Zibby: Wow. Early in the book, the teenage girls prove to be a great addition to the voyage and end up stumbling on this baby woolly mammoth, elephant — I don’t want to get it —

Ramona: — Woolly mammoth.

Zibby: Woolly mammoth. They’re going through, and they’re like, wait, it looks like this might be the trunk. This might be this. Then they pull it out. Now they’re the heroes. The mom has become, also, a hero by association and all of that. What about this notion of, our kids can actually help our careers in ways we never would’ve expected?

Ramona: That’s a question we’re always having to ask because the narrative in the world is it’s going to set you back or it’s going to be something that you have to sort of battle for, both pieces, your job and your kids. They’re always going to be trying to pull from the same pot of time and love and attention. You’re going to be in that thing of scarcity all the time and having to make a choice. Whichever one you’re going to choose, the other one will be hurt by it. While there’s some truth in that, and there certainly have been moments for me when I have felt that, I also feel like I know as a writer that my kids, they are the source material. Our family, what it is to raise them, what it is to think about somebody going on past me, what it is to love something beyond any reason or material or language, there is so much of that. It’s a bounty rather than a scarcity. Even when I’m not writing directly about family, I feel like it’s still in there. It’s what I’m pulling from. That was my second baby, so I had a three-year-old at the same time. That is the thick of it where you’ve got the little one and then the even littler one. I’m like, how am I going to do this? They need different things at different times. My second book was about to be published. I felt like, it is going to work? Is it going to be possible? Will I survive this? I really wanted the answer to be yes. Part of the novel is that wish to find the story that says, yes, this all fits together. It all belongs. I get to be whole through it. I don’t have to divide myself up between my job and my family.

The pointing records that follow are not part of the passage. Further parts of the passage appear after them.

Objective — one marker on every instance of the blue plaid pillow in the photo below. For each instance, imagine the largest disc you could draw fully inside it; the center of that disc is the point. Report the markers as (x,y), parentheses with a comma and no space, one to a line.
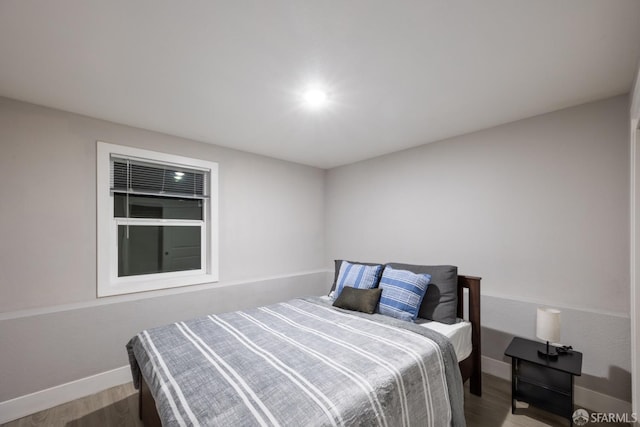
(402,293)
(357,276)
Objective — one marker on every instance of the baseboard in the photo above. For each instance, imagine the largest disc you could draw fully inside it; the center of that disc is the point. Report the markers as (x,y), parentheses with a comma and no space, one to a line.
(31,403)
(583,397)
(25,405)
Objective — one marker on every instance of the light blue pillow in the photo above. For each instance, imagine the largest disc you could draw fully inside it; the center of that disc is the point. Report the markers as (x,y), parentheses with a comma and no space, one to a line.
(402,293)
(357,276)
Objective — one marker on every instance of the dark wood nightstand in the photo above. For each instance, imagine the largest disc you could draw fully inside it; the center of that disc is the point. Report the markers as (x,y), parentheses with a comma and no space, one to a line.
(547,384)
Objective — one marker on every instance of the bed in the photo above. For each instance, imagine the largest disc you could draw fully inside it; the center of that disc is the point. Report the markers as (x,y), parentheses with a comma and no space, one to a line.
(306,362)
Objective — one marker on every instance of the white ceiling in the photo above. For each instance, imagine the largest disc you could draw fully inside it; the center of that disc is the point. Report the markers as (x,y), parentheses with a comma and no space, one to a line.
(400,73)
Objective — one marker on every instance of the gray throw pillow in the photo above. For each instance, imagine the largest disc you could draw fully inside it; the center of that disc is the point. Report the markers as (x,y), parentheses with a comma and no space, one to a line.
(364,300)
(338,264)
(440,302)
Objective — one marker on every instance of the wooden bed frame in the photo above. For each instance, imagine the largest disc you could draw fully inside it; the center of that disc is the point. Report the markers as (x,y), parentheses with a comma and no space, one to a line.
(470,368)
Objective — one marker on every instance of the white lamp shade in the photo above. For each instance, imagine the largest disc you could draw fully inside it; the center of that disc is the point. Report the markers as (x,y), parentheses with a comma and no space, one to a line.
(548,324)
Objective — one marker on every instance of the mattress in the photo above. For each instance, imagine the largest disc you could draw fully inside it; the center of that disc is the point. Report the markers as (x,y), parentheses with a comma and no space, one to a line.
(300,362)
(458,333)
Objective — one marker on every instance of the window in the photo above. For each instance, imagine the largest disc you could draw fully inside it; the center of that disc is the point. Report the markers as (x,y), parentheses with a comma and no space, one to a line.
(157,220)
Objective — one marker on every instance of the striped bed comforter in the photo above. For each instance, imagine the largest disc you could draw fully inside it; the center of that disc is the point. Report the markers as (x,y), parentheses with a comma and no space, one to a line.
(299,363)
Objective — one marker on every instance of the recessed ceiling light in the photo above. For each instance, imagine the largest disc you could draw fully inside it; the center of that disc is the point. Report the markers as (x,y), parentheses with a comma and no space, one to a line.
(315,97)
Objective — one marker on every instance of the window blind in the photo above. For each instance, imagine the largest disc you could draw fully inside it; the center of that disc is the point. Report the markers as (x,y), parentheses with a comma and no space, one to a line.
(134,176)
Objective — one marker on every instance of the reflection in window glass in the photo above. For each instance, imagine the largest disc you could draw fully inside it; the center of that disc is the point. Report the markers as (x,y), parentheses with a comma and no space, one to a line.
(147,249)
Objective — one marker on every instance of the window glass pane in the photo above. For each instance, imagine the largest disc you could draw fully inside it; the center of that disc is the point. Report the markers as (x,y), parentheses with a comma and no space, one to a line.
(156,207)
(157,249)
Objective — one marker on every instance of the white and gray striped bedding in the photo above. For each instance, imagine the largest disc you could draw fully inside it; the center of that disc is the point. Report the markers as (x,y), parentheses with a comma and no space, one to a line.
(299,363)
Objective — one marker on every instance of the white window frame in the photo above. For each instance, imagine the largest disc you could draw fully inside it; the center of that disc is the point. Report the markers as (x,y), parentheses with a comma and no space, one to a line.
(109,283)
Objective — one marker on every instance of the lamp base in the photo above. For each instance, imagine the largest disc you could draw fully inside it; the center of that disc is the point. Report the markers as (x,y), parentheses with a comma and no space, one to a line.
(551,355)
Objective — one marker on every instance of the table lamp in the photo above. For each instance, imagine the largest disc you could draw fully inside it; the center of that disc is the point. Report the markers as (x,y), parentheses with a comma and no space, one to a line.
(548,329)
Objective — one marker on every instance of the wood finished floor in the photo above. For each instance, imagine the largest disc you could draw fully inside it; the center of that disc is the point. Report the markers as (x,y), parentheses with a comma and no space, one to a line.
(118,407)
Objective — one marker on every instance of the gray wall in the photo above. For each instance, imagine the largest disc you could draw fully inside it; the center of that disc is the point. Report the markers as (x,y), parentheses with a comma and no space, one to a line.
(52,327)
(538,208)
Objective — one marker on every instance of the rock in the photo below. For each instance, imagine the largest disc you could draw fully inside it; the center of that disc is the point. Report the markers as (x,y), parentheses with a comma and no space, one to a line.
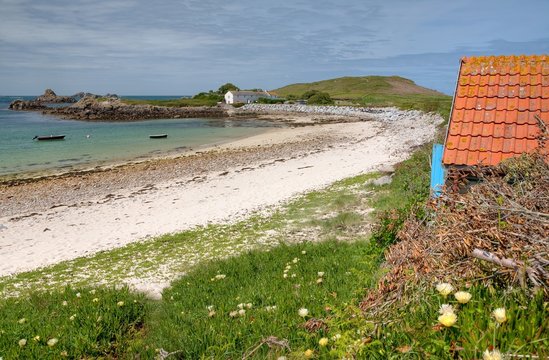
(50,96)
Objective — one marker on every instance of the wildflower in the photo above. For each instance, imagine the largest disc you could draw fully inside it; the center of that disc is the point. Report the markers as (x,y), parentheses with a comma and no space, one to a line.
(52,342)
(463,297)
(491,355)
(445,309)
(447,319)
(499,315)
(444,289)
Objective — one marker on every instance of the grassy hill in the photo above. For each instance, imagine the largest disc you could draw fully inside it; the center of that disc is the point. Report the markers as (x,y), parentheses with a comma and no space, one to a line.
(375,91)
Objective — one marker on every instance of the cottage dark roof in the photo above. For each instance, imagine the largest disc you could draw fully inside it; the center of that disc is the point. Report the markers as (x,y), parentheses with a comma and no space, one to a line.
(495,107)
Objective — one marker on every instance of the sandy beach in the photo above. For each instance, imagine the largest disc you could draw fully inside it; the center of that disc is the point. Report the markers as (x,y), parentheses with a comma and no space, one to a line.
(58,218)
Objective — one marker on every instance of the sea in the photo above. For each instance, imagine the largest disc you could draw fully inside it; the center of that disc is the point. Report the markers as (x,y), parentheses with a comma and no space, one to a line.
(92,144)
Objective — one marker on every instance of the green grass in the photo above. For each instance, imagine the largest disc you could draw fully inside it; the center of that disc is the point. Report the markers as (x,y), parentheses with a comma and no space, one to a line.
(83,327)
(173,102)
(183,322)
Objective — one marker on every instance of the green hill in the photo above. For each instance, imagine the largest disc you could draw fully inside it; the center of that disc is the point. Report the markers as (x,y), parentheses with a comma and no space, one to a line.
(375,91)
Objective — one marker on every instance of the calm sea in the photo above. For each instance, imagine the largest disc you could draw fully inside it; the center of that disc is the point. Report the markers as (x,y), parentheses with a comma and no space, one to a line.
(89,144)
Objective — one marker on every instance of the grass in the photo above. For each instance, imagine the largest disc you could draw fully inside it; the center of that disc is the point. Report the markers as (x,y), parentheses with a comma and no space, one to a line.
(86,323)
(185,321)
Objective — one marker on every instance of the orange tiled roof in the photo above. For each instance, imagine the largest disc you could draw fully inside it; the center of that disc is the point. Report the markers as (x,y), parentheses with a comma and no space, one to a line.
(495,103)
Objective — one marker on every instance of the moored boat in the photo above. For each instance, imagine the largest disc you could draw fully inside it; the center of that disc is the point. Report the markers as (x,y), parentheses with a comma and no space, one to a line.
(49,137)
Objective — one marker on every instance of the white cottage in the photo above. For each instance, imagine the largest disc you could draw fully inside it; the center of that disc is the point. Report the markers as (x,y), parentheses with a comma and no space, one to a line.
(246,97)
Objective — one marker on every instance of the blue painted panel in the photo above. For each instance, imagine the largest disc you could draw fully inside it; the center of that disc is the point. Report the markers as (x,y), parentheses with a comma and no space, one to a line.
(438,172)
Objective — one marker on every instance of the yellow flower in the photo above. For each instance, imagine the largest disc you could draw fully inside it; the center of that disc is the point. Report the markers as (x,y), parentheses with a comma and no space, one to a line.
(447,319)
(491,355)
(499,315)
(444,289)
(463,297)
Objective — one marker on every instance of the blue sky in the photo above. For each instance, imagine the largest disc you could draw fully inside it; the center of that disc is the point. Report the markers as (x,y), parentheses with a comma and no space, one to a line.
(183,47)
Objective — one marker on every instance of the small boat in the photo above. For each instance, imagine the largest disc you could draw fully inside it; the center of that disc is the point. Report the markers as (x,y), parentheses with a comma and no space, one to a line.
(49,137)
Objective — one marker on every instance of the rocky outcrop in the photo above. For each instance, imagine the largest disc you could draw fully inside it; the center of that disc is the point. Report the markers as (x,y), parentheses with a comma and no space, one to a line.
(29,105)
(50,96)
(94,109)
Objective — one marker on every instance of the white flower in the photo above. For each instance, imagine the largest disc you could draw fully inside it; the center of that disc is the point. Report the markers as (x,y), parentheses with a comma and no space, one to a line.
(52,342)
(444,289)
(463,297)
(491,355)
(499,315)
(447,319)
(445,309)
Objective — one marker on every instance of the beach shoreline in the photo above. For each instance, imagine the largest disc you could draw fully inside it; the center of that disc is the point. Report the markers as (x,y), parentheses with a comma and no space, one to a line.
(64,217)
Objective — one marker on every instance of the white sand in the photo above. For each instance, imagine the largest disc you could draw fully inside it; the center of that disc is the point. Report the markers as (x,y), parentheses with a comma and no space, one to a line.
(65,233)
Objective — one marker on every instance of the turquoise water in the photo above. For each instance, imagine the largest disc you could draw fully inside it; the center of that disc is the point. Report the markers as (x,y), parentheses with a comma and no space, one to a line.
(101,143)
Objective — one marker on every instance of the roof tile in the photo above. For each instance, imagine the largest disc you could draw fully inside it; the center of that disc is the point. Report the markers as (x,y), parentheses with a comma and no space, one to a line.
(494,107)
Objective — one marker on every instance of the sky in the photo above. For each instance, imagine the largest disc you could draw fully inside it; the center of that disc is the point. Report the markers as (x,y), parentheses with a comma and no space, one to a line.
(153,47)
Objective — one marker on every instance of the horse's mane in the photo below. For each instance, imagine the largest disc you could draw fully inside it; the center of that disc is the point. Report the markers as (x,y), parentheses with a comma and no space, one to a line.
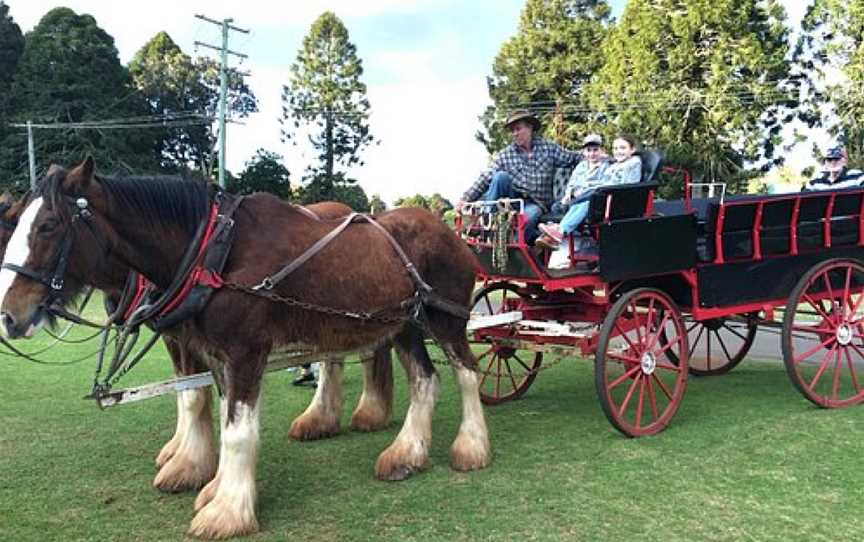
(160,200)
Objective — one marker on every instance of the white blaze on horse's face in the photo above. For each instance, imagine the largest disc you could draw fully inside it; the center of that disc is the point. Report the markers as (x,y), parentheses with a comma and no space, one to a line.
(17,251)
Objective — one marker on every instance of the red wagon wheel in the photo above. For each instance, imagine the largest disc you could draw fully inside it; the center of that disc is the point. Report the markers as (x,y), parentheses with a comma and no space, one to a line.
(716,345)
(506,372)
(823,334)
(639,389)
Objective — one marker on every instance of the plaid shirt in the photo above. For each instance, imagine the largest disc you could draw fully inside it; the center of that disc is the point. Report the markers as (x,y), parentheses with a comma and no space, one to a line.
(532,175)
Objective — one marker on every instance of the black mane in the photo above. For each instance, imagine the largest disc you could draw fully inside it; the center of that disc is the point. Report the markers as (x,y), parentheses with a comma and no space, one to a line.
(160,200)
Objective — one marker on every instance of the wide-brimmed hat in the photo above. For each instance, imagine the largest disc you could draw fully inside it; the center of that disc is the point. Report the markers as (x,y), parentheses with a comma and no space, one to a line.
(592,139)
(522,114)
(834,153)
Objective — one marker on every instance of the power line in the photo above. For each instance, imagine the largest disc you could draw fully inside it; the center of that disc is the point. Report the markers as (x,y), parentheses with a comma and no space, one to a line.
(223,81)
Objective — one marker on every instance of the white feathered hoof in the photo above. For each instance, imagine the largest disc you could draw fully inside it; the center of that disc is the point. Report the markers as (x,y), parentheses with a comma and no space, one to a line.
(183,474)
(369,417)
(401,461)
(469,452)
(167,452)
(221,519)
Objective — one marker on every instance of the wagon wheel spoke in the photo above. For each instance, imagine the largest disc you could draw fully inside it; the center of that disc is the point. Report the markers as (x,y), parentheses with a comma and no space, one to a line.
(627,375)
(822,366)
(835,380)
(656,334)
(813,350)
(625,337)
(852,374)
(723,346)
(510,374)
(652,399)
(629,395)
(731,329)
(522,363)
(818,307)
(695,341)
(622,357)
(662,386)
(640,401)
(846,291)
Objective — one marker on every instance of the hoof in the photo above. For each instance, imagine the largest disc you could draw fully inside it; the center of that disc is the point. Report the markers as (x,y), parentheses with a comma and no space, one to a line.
(206,494)
(469,453)
(369,419)
(182,474)
(167,452)
(398,462)
(310,427)
(217,521)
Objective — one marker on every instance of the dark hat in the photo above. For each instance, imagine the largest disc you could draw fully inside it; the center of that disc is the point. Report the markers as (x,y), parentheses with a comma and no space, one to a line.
(592,139)
(522,114)
(834,153)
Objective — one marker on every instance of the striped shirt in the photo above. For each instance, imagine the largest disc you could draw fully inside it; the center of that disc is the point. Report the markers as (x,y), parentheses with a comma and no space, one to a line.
(532,174)
(848,178)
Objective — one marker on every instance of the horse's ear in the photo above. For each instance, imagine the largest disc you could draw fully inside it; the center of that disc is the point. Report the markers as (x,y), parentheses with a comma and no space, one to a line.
(79,178)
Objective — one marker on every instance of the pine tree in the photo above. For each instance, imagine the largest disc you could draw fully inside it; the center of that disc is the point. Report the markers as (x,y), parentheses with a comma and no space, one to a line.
(263,173)
(70,72)
(11,48)
(326,96)
(175,86)
(832,44)
(705,80)
(545,67)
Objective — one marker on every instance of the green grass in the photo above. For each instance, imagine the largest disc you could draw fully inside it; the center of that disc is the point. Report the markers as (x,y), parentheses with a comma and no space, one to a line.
(745,458)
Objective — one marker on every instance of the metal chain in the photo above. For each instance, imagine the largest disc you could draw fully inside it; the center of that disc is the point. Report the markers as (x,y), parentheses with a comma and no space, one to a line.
(409,305)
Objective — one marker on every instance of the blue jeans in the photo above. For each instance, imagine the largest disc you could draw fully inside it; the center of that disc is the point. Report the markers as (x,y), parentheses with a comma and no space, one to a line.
(501,186)
(575,216)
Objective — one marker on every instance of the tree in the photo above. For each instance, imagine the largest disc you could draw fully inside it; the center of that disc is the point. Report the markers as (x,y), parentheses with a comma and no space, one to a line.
(545,67)
(69,72)
(832,43)
(376,204)
(263,173)
(183,91)
(326,96)
(11,47)
(707,81)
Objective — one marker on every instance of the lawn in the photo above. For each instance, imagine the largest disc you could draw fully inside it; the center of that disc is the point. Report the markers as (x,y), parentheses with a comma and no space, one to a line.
(746,457)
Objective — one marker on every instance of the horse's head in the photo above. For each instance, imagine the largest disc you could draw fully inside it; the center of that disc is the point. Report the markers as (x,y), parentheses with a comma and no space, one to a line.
(50,249)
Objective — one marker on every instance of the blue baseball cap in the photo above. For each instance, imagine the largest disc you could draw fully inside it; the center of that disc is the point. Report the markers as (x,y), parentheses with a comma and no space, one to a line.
(834,153)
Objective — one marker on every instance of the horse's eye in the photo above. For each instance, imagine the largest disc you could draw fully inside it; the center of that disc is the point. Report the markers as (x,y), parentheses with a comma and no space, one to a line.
(47,227)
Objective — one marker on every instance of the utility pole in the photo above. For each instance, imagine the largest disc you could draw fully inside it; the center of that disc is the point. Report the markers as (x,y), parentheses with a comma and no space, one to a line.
(223,81)
(31,155)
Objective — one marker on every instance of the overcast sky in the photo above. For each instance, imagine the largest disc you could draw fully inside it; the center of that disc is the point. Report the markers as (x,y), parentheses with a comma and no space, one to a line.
(425,62)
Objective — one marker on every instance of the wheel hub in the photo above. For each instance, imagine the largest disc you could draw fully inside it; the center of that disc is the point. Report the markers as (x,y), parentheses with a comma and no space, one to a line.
(844,334)
(648,363)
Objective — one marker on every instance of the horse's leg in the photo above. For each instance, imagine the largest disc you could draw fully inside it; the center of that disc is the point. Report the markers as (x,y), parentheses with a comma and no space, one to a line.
(376,403)
(192,459)
(226,506)
(321,418)
(168,450)
(409,453)
(470,449)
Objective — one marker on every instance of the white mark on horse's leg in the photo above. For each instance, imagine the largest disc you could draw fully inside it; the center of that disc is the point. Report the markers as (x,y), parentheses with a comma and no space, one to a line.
(321,418)
(470,449)
(231,510)
(17,250)
(409,453)
(376,402)
(193,462)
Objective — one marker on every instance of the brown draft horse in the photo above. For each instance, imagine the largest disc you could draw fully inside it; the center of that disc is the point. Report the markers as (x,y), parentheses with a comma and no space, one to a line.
(188,459)
(148,226)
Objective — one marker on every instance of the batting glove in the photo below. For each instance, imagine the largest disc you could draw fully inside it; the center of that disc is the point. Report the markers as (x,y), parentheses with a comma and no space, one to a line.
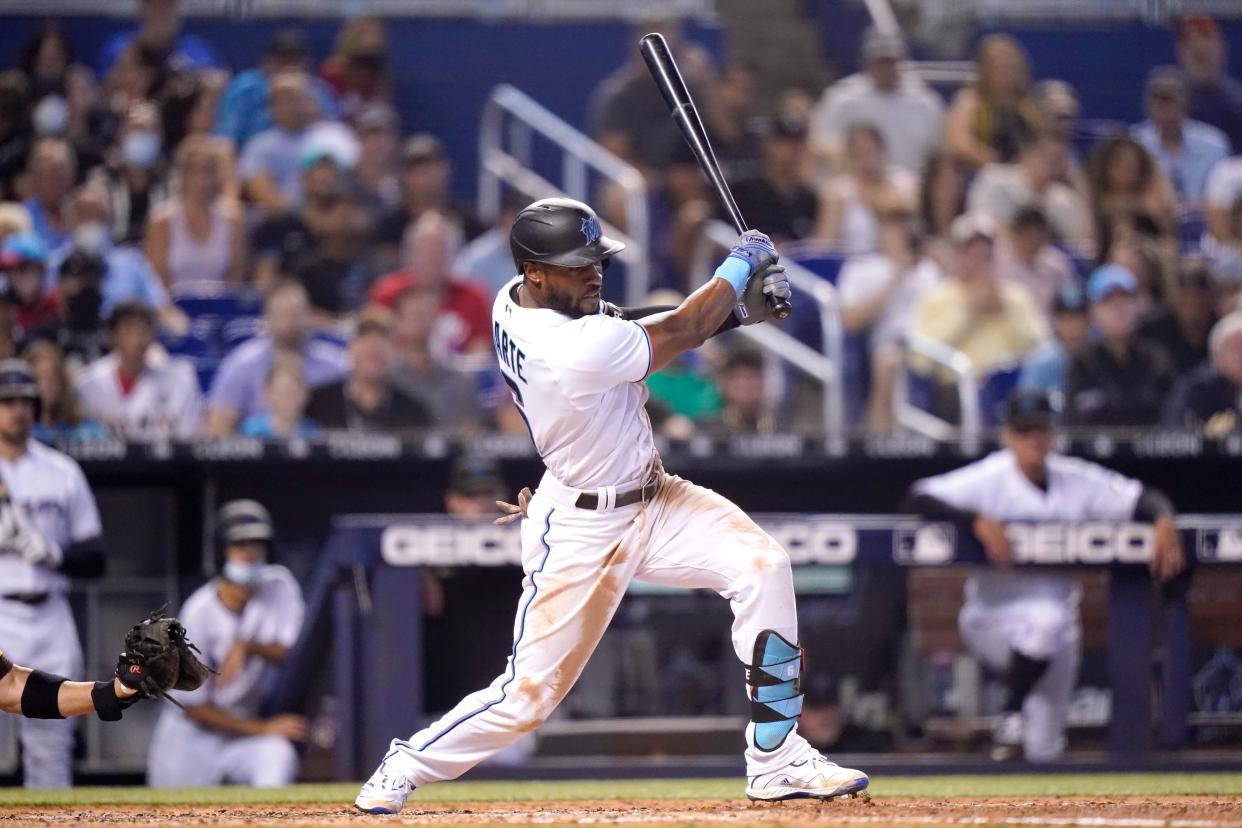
(753,252)
(755,304)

Zibby: That’s amazing. The book also raises all these sorts of questions of cloning. What’s going to happen in the future? Can you revive something? What is the relationship of animals and humans? It’s this whole broader thing of, what are we even all doing here? It’s this existential notion as well. It’s a lot to pack in a novel.

Ramona: It is a lot. It took a while to figure it out.

Zibby: Were there any massive departures from earlier drafts when you were first starting to work on it versus later drafts?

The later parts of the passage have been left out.